Pintu terbuka, pria bersurai emas memasuki ruangan dengan satu tangan mencekik leher penyihir hingga terjatuh ke lantai. "Halo, sudah lama tidak bejumpa, Tuan Ingram dan Pangeran. Senang bertemu dengan kalian."
Arcelio tersenyum tipis. "Si tol*l ini kembali. Kemana saja kamu pergi bangs*t? Dasar pengkhianat rendahan."
.
.
.
Alleia merasa kepalanya pusing saat dia mendengar suara-suara bising dari dalam istana. Javan, Noelani serta Michael sedang bersamanya karena membahas pertahanan. Hingga pintu terbuka, tiba-tiba pasukan berseragam merah menyerbu ruangan deng jumlah puluhan. Dengan cekatan Alleia mundur, menarik Javan dan Noelani untuk berlindung.
Michael langsung berubah menjadu ular dan menghabisi semua psukan yang menyerang ruangan hingga tersisa. Dalam pertempuran, Alleia tidak diam saja. Dia mengambil alat komunikasi sihir dan meminta bantuan pasukan menjadi dua bagian ke istana putri dan istana utama.
"Sepertinya Gabriel bekerja sama dengan orang-orang Ayyorlik. Kita harus bergegas mrncsri tempst tersmsn sebelum mereka mengepung." Alleia menggeleng cepat. "Kita harus keluar. Mereka semua masuk lewat dalam istana. Kita tidak tahu seberapa banyak dari mereka. Kita harus keluar." Alleia menarik Javan dan Noelani untuk menaiki tubuh ular Michael untuk meloncat keluar ruangan.
Mereka beruntung, kini di tempat mereka mendarat Hera sudah ada di sana. Terlihat dia juga meloncat dari kamarnya untuk keluar. Dari arah luar pasukan yang memihak mereka sudah mulai muncul. Sedangkan dari dalam istana, prajurit dengan bendera kebanggan Ayyorlik berdiri gagah keluar dari dalam istana.

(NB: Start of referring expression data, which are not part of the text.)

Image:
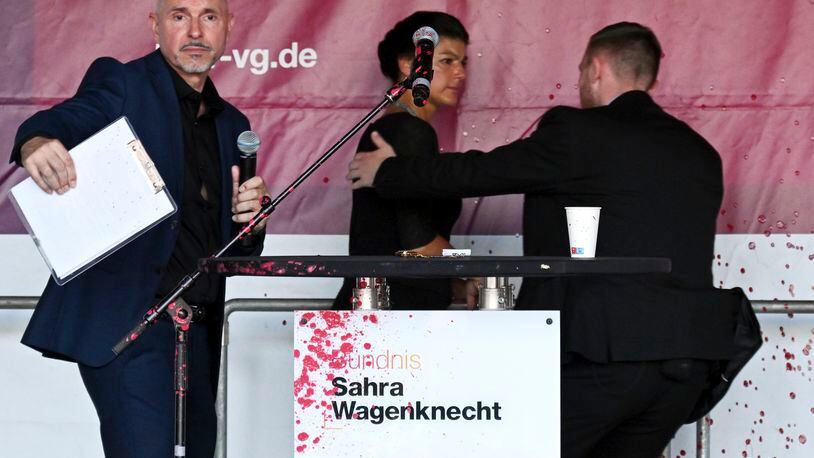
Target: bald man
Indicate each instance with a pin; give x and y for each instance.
(189, 132)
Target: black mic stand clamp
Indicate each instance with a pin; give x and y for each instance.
(181, 313)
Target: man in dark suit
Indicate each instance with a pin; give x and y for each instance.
(636, 349)
(190, 134)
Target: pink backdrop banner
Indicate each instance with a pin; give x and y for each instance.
(737, 71)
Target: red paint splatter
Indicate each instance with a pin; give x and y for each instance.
(332, 319)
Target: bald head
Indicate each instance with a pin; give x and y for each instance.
(159, 4)
(632, 49)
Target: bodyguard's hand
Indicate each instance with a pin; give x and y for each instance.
(362, 169)
(49, 164)
(246, 199)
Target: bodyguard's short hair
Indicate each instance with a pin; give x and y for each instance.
(398, 42)
(634, 50)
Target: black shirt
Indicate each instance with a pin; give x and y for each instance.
(199, 233)
(380, 227)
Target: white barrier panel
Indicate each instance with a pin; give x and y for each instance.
(442, 383)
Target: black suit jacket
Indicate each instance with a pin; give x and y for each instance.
(82, 320)
(660, 187)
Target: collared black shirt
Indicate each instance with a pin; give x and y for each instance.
(199, 232)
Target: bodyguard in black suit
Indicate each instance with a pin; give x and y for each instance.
(190, 134)
(636, 350)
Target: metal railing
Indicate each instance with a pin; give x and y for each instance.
(702, 427)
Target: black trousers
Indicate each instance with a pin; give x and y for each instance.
(134, 396)
(626, 409)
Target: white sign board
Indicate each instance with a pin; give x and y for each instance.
(441, 383)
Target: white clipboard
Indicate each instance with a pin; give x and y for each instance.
(119, 195)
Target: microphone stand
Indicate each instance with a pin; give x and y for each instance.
(181, 313)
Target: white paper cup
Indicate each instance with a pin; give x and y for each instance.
(583, 224)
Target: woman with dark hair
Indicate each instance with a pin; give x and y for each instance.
(382, 227)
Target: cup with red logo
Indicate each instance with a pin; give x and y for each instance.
(583, 224)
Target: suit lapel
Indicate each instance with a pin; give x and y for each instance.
(171, 164)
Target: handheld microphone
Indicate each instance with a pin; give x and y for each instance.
(248, 143)
(425, 40)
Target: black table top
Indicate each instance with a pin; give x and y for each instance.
(392, 266)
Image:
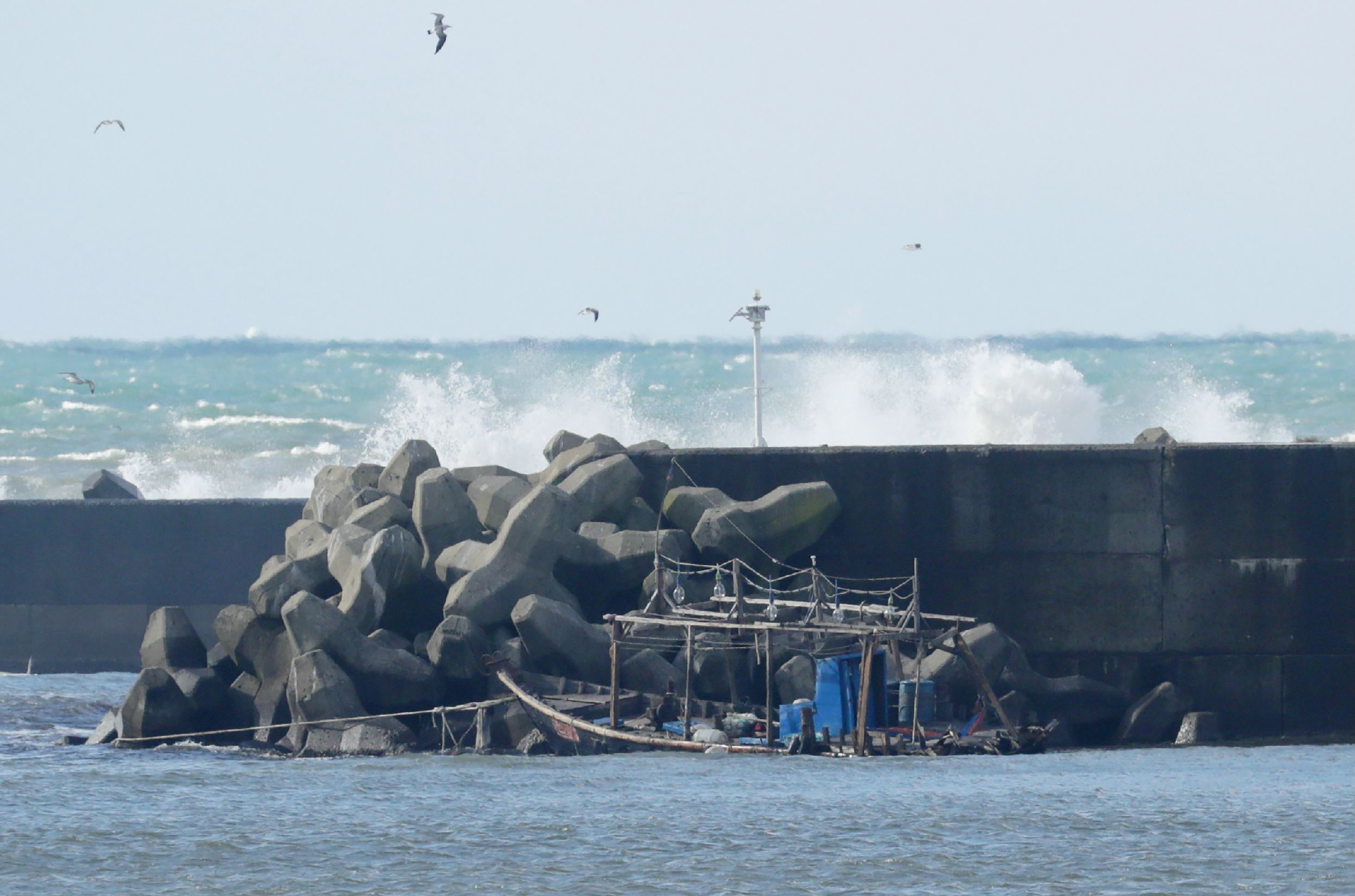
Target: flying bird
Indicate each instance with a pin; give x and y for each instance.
(440, 29)
(75, 378)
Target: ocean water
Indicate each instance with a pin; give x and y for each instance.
(259, 416)
(194, 821)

Berdiri di hadapan mereka.
Michael mendesis dengan wujud ularnya memberikan peringatan untuk tidak mendekat. Sedangkan dari rombongan itu, keluar pria dengan suarai abu pekat sebahu. "Senang bertemu dengan, Anda. Yang Mulia."
"Jason Meresz? Bagaimana, Anda masih hidup?!" Javan berseru tidak percaya sementara Alleia memandang tajam. Jason yang mendapatkan reaksi tersebut tertawa. "Tentu saja, yang kamu bunuh bukanlah aku melainkan orang yang mirip denganku." Suasana begitu tegang sebelum prajurit istana yang memihak ratu sudah datan membuat hati Alleia sedikit lega.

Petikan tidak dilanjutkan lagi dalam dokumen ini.